Keith Vetter 2007-06-06 : I came across an
html utility written by Eric Raymond called
imgsizer. It edits web pages inserting missing
WIDTH and
HEIGHT attributes to image tags [
1]. By having these tags, browsers can load pages faster exploiting multithreading image loading; without them, browsers must do sequential image loading.
I wanted to use Eric's tool but it's written in Python. So I just decided to rewrite it in tcl.
I first tried using
TDOM to parse web pages, but it was too brittle and couldn't handle malformed
html. This version uses regular expressions to find the image tags to update.
If you have
TclMagick, then this utility will run in pure tcl. Otherwise, it uses
Img for figuring out image size which means that Tk also gets loaded. (Using
tcllib's jpeg, gif and png library is left as an exercise for the reader.)
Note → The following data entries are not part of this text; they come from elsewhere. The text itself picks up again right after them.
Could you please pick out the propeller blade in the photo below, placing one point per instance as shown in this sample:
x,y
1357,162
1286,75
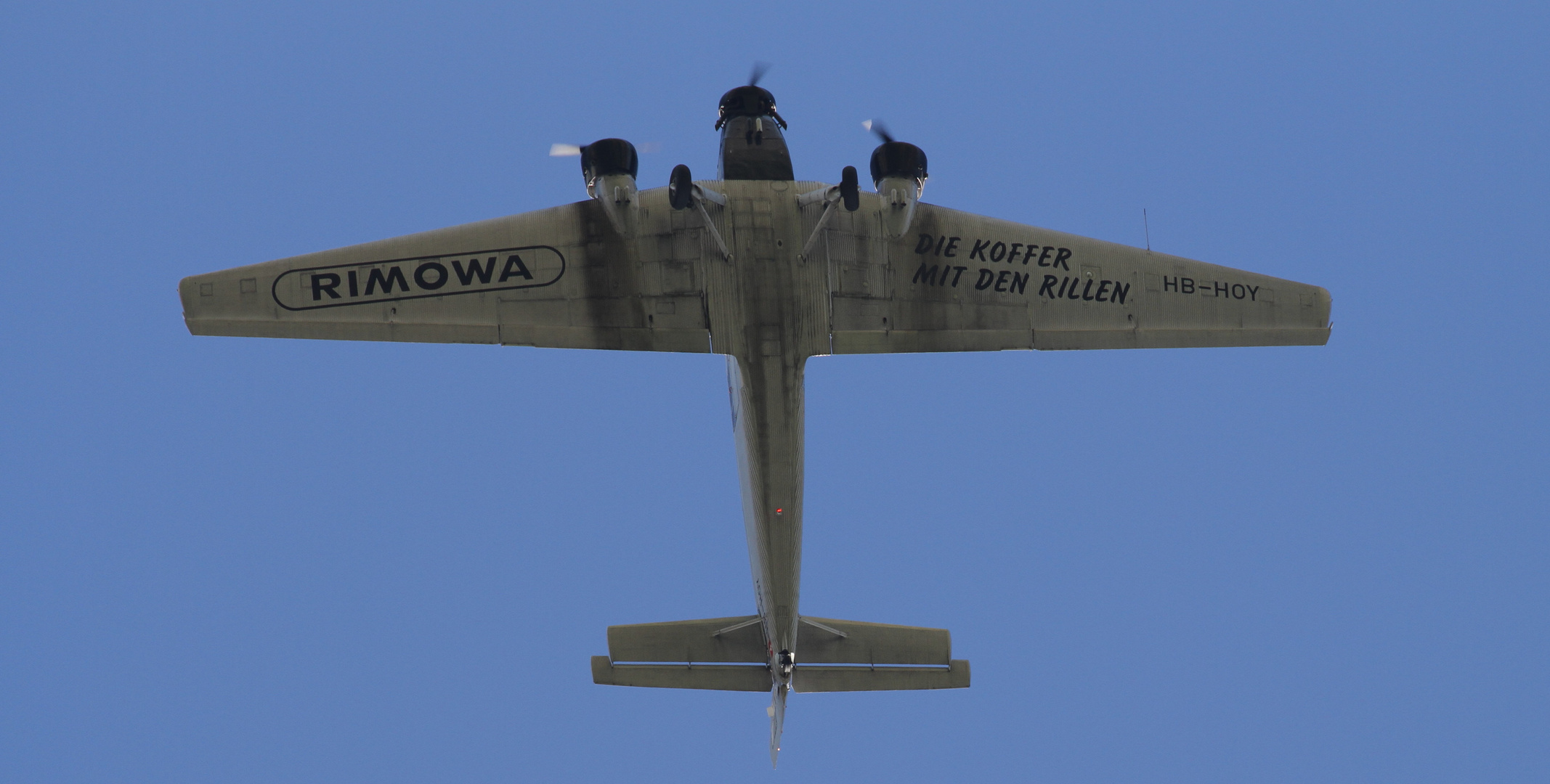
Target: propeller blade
x,y
758,72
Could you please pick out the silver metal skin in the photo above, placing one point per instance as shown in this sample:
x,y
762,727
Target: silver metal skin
x,y
768,273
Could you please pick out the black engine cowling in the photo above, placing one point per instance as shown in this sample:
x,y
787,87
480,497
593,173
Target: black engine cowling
x,y
899,158
606,157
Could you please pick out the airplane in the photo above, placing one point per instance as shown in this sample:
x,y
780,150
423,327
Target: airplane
x,y
766,270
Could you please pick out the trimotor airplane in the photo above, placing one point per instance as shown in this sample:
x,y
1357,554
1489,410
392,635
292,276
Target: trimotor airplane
x,y
766,270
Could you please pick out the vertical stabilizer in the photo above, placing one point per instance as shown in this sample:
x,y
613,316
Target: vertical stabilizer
x,y
777,718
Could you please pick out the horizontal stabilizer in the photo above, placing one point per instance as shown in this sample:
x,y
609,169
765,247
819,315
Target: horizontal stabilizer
x,y
737,639
836,642
811,677
720,677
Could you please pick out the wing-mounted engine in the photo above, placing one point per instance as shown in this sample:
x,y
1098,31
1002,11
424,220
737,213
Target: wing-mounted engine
x,y
609,168
899,176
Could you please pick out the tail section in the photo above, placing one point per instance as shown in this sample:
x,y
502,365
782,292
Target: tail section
x,y
731,654
777,718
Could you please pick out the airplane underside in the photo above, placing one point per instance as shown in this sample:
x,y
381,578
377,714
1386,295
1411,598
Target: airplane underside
x,y
768,270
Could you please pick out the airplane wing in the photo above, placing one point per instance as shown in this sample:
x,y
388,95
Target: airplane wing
x,y
962,282
557,278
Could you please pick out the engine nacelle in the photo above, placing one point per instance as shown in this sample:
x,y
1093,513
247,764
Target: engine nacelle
x,y
899,176
609,169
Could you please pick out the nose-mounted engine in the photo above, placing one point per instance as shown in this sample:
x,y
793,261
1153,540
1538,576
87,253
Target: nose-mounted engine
x,y
609,169
899,176
752,144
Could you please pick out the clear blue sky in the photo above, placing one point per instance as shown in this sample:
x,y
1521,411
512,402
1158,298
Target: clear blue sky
x,y
256,561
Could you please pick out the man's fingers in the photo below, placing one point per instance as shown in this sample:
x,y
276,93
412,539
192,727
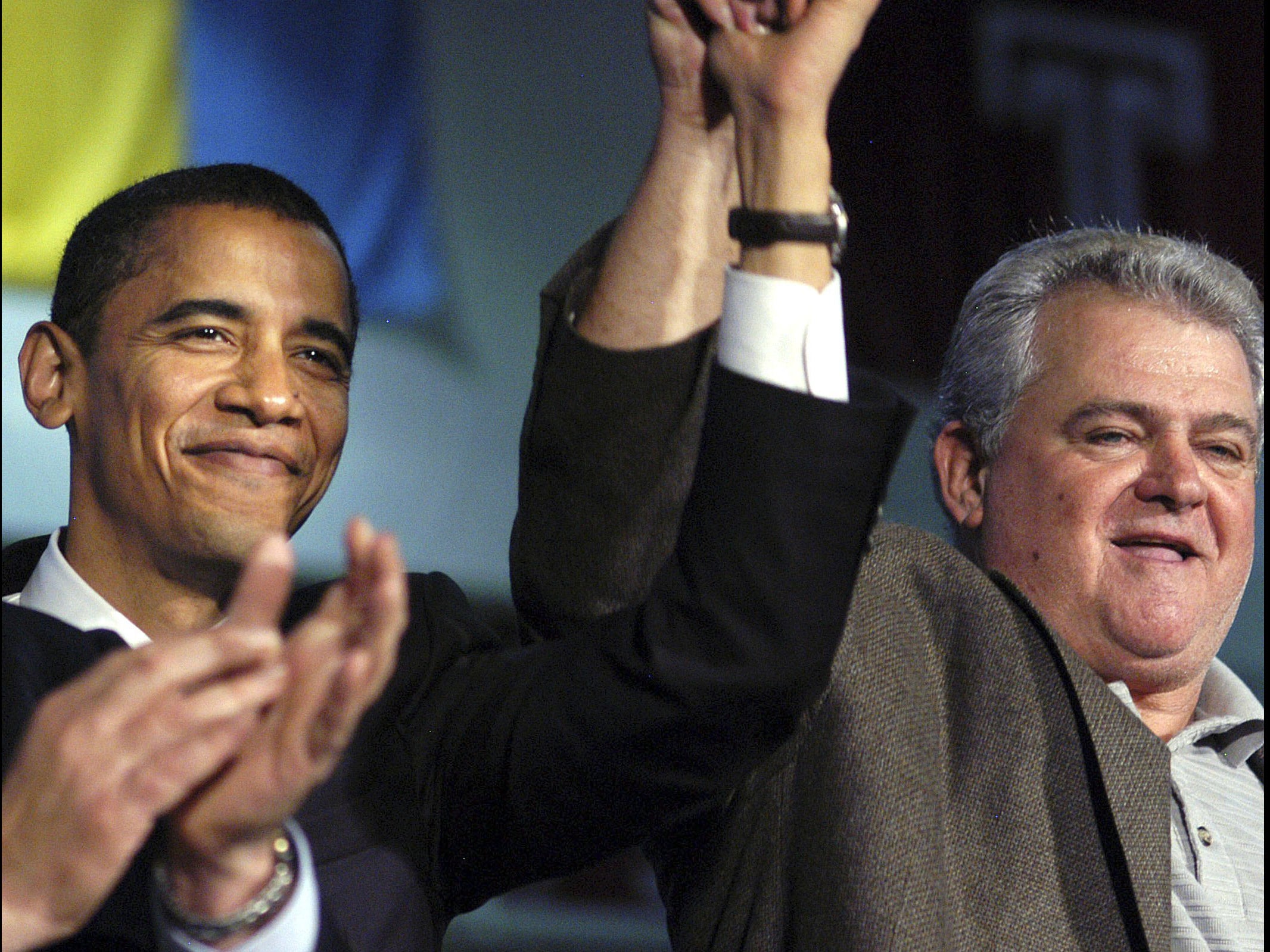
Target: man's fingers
x,y
263,585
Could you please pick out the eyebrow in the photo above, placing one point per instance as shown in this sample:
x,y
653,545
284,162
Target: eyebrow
x,y
220,308
1212,423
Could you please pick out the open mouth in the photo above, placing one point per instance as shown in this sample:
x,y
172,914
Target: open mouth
x,y
1159,550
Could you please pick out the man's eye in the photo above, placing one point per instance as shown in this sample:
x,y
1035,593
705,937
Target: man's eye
x,y
325,358
1108,438
210,334
1224,451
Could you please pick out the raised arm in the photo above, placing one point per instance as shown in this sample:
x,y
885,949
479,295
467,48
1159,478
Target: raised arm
x,y
610,436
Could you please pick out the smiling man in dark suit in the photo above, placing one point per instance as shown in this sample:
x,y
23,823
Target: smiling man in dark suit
x,y
200,358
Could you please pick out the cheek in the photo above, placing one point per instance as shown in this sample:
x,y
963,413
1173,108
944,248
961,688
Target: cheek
x,y
329,427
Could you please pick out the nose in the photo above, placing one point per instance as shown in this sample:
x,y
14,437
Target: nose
x,y
1172,476
261,388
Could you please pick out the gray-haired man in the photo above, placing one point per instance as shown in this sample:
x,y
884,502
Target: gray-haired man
x,y
1013,743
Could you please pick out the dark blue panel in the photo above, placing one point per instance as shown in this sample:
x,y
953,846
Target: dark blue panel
x,y
328,93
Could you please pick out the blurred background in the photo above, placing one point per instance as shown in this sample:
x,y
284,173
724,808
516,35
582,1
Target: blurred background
x,y
464,149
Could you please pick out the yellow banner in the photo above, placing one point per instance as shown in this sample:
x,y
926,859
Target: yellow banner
x,y
91,104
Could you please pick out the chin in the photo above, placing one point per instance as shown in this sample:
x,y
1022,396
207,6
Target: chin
x,y
226,541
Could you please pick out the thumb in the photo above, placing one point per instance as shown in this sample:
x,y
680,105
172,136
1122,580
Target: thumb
x,y
264,585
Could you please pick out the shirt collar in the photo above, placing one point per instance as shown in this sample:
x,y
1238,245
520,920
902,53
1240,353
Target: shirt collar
x,y
55,588
1227,711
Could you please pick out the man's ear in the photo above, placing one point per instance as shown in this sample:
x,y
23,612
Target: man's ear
x,y
52,370
961,473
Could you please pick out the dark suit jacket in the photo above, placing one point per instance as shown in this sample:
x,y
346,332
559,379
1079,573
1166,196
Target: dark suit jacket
x,y
966,782
482,768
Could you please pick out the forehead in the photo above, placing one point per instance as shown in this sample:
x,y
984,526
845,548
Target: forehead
x,y
1092,342
249,257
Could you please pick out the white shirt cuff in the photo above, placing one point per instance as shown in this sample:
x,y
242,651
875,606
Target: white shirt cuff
x,y
292,929
785,333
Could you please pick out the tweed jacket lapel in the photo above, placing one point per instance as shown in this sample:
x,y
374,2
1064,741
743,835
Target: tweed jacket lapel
x,y
1132,766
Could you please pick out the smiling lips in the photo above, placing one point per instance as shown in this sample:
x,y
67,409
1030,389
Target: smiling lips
x,y
1160,549
248,457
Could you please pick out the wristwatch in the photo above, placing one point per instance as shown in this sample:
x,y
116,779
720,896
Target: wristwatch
x,y
755,229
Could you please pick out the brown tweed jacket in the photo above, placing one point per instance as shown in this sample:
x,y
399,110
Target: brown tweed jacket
x,y
966,782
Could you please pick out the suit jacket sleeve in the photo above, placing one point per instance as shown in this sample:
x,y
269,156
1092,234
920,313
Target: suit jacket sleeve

##+##########################################################################
#
# imgsizer.tsh -- splices in WIDTH and HEIGHT parameters for HTML IMG tags
# This allows browsers to load pages faster by multi-threading the image
# loading rather than strict sequential loading.
#
# by Keith Vetter, May 2007
# inspired by Eric Raymond's version: http://www.catb.org/~esr/software.html
package require http
package require cmdline
set OPT(haveMagick) [expr {! [catch {package require TclMagick}]}]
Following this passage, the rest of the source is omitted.